In the late 1800s, German-speaking immigrants began moving into southwest Detroit. The Zion Evangelical Lutheran Church on Military Street was established in 1882 to service this influx of people. The new congregation quickly swelled, and in 1890, the elders of Zion started a daughter congregation, commissioning the architectural firm of Spier & Rohns to design a wooden structure costing no more than $2000 to build. This building is the only known example of a wooden church designed by the firm.
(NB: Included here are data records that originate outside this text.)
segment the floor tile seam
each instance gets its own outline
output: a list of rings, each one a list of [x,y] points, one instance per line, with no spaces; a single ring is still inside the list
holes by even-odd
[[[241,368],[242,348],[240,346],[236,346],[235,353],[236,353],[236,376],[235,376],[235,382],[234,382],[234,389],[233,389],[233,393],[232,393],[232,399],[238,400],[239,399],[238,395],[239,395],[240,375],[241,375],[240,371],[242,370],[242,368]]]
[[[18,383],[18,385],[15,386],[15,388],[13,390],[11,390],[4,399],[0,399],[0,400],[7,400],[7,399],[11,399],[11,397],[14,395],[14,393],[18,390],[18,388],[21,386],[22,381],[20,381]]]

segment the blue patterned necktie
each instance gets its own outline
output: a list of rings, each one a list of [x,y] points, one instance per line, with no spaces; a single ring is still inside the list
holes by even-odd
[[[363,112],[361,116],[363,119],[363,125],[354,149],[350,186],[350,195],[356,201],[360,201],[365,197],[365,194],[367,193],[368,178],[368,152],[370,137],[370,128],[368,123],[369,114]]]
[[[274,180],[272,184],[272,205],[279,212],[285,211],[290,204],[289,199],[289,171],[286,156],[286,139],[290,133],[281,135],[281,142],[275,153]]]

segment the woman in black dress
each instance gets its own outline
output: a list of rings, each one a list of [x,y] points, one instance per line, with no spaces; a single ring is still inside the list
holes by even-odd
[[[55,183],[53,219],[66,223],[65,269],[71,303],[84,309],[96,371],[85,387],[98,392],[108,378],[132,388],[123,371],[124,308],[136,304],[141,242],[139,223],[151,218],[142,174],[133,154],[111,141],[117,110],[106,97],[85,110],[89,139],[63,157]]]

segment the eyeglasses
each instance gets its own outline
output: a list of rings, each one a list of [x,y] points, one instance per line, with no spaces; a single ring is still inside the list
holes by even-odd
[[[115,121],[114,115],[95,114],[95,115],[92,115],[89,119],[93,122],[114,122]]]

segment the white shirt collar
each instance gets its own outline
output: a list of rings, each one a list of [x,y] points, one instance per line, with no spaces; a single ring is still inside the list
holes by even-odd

The church was completed in 1891; a wooden parsonage was added the next year and a brick school was built in 1923. The latter two building are included in the city historical listing, while on the church is on the National and state listing.

The Gethsemane Evangelical Lutheran Church was built in 1891; the congregation used the building until 1976, when they went defunct. The building was purchased by the Motor City Missionary Baptist Church in 1978. The Motor City Baptist Church congregation was organized in 1967 by Rev. John W. Haynes and his wife Inez.

==Description==
The Gethsemane Evangelical Lutheran Church is a wooden, Carpenter Gothic chapel. It is frame construction with gables at the ends, a central tower, and vestibule in front. The original clapboard siding still clads the building, although white paint has replaced the original cream-and-gold with red-and-blue accent color scheme. Each side has five tall lancet-arched, stained-glass windows, and the eaves are trimmed with hollow curved brackets and a paneled frieze.

The interior is unusually well-preserved. The interior walls feature vertical board wainscoting, with the area above covered in cream painted canvas. The church organ is located on a rear balcony.

The altar from Gethsemane is now used by Christ our Savior Lutheran Church in Livonia, Michigan.